Actually, I did. I had been on social media more than usual.
My wife and I call social media “the abyss” (technically how we refer to Instagram but can apply to social media overall). Since about 6 a.m. that morning I had been ingesting posts, pics, essays and memes about everything from race and politics to annoying sports takes. I had been retweeting, liking and commenting on almost everything that got me riled up. That night, instead of my wife and I having our usual funny or insightful conversations or venting session about work, I drove her nuts with my commentary about the social media commentaries that drove me nuts.
I began working on managing my social media engagement but something else happened. I gained more control of my interpersonal engagement, too; and in doing that, regained control of my personal brand. The script had to be flipped.
Getting sucked into the abyss was seriously jacking up my personal brand. According to Alice Walton, who covers health and psychology for Forbes, social media can be addictive, it dampens our happiness by socially isolating us, and causes jealousy among other things. That makes me think about how I have reacted to virtual gangsters, intellectuals, and anarchists. These people are experts at drawing users into irrational virtual verbal brawls.
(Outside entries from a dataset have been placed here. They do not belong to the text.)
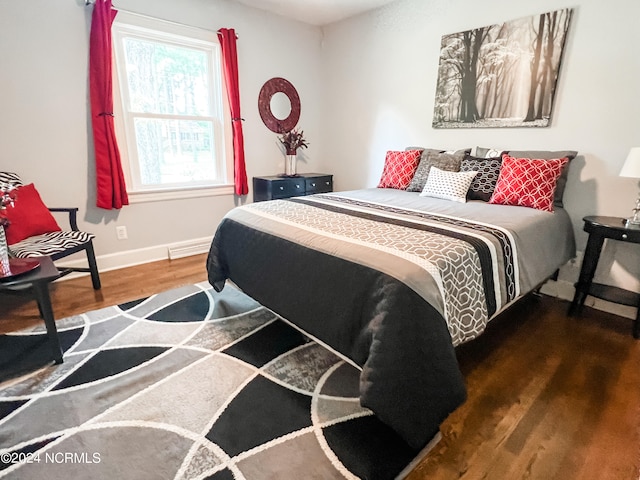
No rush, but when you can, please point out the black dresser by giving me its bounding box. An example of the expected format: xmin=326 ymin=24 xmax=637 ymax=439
xmin=253 ymin=173 xmax=333 ymax=202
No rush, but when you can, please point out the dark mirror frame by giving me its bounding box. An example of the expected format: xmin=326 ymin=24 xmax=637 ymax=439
xmin=258 ymin=77 xmax=300 ymax=133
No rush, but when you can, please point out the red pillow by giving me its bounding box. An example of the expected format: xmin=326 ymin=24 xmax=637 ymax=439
xmin=489 ymin=154 xmax=569 ymax=212
xmin=378 ymin=150 xmax=422 ymax=190
xmin=4 ymin=183 xmax=61 ymax=245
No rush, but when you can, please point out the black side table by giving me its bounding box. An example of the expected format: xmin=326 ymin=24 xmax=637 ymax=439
xmin=253 ymin=173 xmax=333 ymax=202
xmin=569 ymin=216 xmax=640 ymax=338
xmin=0 ymin=257 xmax=62 ymax=363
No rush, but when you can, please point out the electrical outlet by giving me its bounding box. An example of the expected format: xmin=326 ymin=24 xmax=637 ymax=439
xmin=116 ymin=226 xmax=129 ymax=240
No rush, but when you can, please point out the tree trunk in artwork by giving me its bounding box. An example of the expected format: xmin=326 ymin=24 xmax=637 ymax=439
xmin=460 ymin=27 xmax=486 ymax=123
xmin=524 ymin=15 xmax=545 ymax=122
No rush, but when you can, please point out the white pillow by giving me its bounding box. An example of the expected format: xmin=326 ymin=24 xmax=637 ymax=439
xmin=420 ymin=166 xmax=478 ymax=203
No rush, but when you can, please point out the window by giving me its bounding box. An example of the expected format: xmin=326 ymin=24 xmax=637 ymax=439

By the way, I’m not talking about some fake “living your best life” photo set when I’m talking about your personal brand. I see personal branding as an expression of identity and value. A personal brand is that authentic place where you are able to articulate who you are and how you contribute to those around you. And it is easy to let social media pull you into a place where you lose control of your brand.
But let’s turn that emoji frown upside down!
First, use social media to help you seek out positive people and situations. There are people who actively use social media to project negativity. Take inventory of your raw feelings in that very moment a post gets under your skin and convert those feelings into rational thought. I’ve learned to use these experiences to acknowledge positive people and situations in my interpersonal interactions.
Second, only engage in thoughtful conversations and debates. Nothing screws up a personal brand like letting those virtual gangsters, intellectuals and anarchists catch you off guard. Next thing you know, you’ve posted something that will later make you wonder what you were thinking (while you wonder why people at work are treating you differently). I’ve turned being reactionary into a mental and emotional boot camp. I use that energy to grab hold of opportunities for empowering and enlightening interpersonal exchanges.
Most importantly, use negative social media to keep your light bright. When social media goes low, I go high. Regardless of the negativity we see, people want light in their lives. That motivates me to engage with folks with a smile, pleasant tone of voice, inviting eye contact, and hearty laughs.
We all know social media isn’t all bad. Social media is great for helping loved ones find each other, creating beautiful relationships, connecting people with jobs, facilitating school reunions, taking fundraising to another level, and more. It’s all in how you use it and that is my warning to avid users. Instead of allowing social media to take your personal brand into that abyss, become bigger than the moment.